Microsoft has come out fighting today after being stung by the European Commission with a €280.5m fine for failing to comply with earlier anti-trust rulings demanding that it open up its technology to competitors.
Brad Smith, general counsel at Microsoft, has accused the Commission of a lack of clarity.
"We have great respect for the Commission and this process, but we do not believe that any fine, let alone a fine of this magnitude, is appropriate given the lack of clarity in the Commission's original decision and our good-faith efforts over the past two years," he said.
"We will ask the European courts to determine whether our compliance efforts have been sufficient and whether the Commission's unprecedented fine is justified."

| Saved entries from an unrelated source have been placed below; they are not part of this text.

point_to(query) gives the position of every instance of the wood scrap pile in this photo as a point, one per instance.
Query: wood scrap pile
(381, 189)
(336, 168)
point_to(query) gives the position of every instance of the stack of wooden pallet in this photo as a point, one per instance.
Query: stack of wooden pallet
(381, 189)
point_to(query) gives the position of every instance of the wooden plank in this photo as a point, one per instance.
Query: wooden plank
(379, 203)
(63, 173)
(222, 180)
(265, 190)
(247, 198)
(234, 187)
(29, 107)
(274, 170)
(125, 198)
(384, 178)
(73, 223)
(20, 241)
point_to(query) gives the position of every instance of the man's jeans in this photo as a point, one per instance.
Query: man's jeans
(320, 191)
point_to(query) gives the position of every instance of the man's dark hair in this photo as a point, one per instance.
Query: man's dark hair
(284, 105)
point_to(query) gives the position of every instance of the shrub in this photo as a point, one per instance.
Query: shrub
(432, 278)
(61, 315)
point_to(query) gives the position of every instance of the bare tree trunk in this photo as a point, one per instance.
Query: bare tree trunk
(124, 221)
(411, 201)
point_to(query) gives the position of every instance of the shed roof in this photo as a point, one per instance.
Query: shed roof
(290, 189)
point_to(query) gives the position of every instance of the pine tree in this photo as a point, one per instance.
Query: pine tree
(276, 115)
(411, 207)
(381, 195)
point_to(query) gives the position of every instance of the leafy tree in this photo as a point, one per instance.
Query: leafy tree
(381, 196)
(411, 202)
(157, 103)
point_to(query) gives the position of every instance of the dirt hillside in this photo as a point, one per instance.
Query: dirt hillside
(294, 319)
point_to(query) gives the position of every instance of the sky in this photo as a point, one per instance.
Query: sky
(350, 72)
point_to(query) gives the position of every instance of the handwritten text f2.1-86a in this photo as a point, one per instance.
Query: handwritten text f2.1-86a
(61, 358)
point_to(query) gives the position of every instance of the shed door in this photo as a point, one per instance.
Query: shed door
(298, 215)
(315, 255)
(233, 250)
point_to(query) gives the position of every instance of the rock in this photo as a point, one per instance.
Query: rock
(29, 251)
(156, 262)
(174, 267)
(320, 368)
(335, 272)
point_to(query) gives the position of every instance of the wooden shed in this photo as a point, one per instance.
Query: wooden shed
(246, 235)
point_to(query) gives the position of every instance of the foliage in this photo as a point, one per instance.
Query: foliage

Smith insisted that, despite today's fine, and the threat of a further penalty of up to €300m a day, Microsoft remains totally committed to complying with the Commission's ruling.
"The record will show that Microsoft has acted in good faith to comply with the Commission's decision. We delivered thousands of pages of technical documents from December 2004 onward," he said.
"When it became clear that there were disagreements over the technical documentation requirements, we pressed for greater clarity, we delivered revisions promptly, we offered unlimited technical assistance, and we even made our source code available to competitors in an effort to resolve the impasse."
Smith argued that the real issue is not one of compliance, but of clarity in the face of "aggressive" moves by the Commission.
"Having received a clear definition of the documentation requirements this April, we already have met nearly all those requirements in just three months," he said.
"We have dedicated massive resources to deliver high-quality documentation according to the aggressive schedule set by the Trustee and the Commission.
"We have delivered each of the first six milestones on time and have over 300 employees working round the clock to meet the seventh and final delivery date for this project, scheduled for 24 July.
"It is hard to understand why the Commission is imposing this enormous fine when the process is finally working well and the agreed-upon finish line is just days away."
Smith went on to claim that the fine is larger than the fines the Commission has imposed for even the most severe competition law infringements, such as price-fixing cartels.
"When you consider Microsoft's massive efforts to comply with this ruling, and the fact that more than a dozen companies are already using similar documentation provided in the US to ship actual products, we do not believe this fine is justified," he said.